12 Aralık 2016 Pazartesi

EMPERYALİZM KANA DOYMUYOR

Bu dökülen kanlar, bu akan göz yaşları, bu ölümler, bu sürgünler, bu yuvasız kalmış aileler, bu babasız, annesiz kalmış evlatlar, bu evladının arkasından ağlayan anneler, babalar; bütün bunların tek sebebi var: Kar, daha çok kar; para, daha çok para; her şeye rağmen kazanmak, daha çok kazanmak.

Emperyalizm, dünya tarihinin son beş yüzyıllık diliminde bütün kıtaları, bütün ülkeleri, bütün insanları iliğine kadar sömürdü. Yerli halklara zulmetti, tüm uygarlıkları kuruttu. Sömürmek için ya öldürdü ya da insanları birbirine kırdırdı.
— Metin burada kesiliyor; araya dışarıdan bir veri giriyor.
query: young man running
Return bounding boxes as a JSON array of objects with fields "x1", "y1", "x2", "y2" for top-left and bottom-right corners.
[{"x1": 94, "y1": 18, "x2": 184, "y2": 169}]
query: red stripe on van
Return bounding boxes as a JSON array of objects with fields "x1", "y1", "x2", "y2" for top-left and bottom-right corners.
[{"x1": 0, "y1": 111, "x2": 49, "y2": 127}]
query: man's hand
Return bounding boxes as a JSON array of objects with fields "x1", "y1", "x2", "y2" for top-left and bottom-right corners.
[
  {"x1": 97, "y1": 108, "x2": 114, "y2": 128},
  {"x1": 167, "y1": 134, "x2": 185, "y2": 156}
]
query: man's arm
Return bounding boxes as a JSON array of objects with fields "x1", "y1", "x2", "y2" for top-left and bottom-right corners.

Emperyalizm, bir ülkenin siyasi ve iktisadi hayatına egemen olan kesimlerin, sırf kendi keselerini doldurmak, kendi cüzdanlarını şişirmek için başka halkların toprağına, toprak altı zenginliklerine, emeğine, hammaddesine ve ceplerindeki paraya el koyma hadisesidir.

Kapitalizm olduğu için emperyalizm var, mülkiyet olduğu için emperyalizm var.

EMPERYALİZMİ KAPİTALİZM BESLİYOR

Kapitalizmin olmazsa olmazıdır yayılmacılık. Kapitalizm yayılır, ayırım yapmadan yayılıp her yere yerleşir. Yerleştiği yerlerdeki insanları hakları ellerinden alınmış işçilere dönüştürür.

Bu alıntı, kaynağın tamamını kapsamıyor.